Девушку на самом деле не изнасиловали, а пырнули ножом в живот, потому что она не хотела отдавать грабителю сумочку. Грабитель когда-то был примерным семьянином, но потом фирма, в которой он работал, обанкротилась, и грабитель не смог более выплачивать ипотеку. Жена грабителя, узнав, что ее муж не в состоянии платить по счетам, после долгих терзаний разлюбила его и с тех пор не могла без содрогания смотреть в бескровное лицо «этого безработного», как она его называла.
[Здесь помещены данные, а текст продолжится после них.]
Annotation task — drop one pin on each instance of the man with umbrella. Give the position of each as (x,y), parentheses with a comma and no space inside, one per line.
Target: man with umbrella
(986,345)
В один из вечеров, когда на ужин были «анаком» и кипяченая вода, она заявила мужу, что жалость унижает, а она давно не чувствует к нему любви, только жалость, и поэтому оставляет наедине с жестокой судьбой. На следующее утро она переехала к маме, которая встретила ее со словами «Ну я же тебе говорила». Будущий же грабитель пытался найти работу, но, увидев в темном переулке богато одетую девушку, решил вместо этого забрать у нее сумочку. Грабитель был тщедушный мужчина, а жертва ограбления попалась крепкая: она хорошенько приложила грабителя сумочкой по голове. Оглушенный грабитель достал нож. С резаной раной на животе девушка не смогла более сопротивляться. Грабитель забрал сумку и побежал прочь. Грабитель был интеллигентным человеком: он очень переживал за совершенный поступок. Ему не хватило выдержки добраться до подходящего укрытия, чтоб вдали от посторонних глаз проверить содержимое сумочки, и он раскрыл сумочку прямо на мосту. Внутри он нашел пустую косметичку, помаду, связку ключей и кошелек, в котором лежало три рубля. Пораженный находкой, грабитель прыгнул с моста в реку, желая умереть, но выжил и выплыл на берег возле дамбы. Он безумно хохотал и комкал в руках косметичку. Дальнейшая его судьба неизвестна. Девушка тоже выжила, но после удара ножом предпочитала ни с кем не разговаривать и вышла замуж за такого же молчаливого человека, как она. Девушку звали Людочка. Она работала секретарем при Меньшове. Слыша в очередной раз байку шефа, она замирала и молча поглаживала через платье шрам на животе. Меньшов тоже любил себя поглаживать, поэтому относился к действиям Людочки без особого удивления. В целом вид поглаживающей себя женщины возбуждал в нем странные чувства. Он не подозревал, что Людочка — та самая девушка, а если б и подозревал, — ему было всё равно.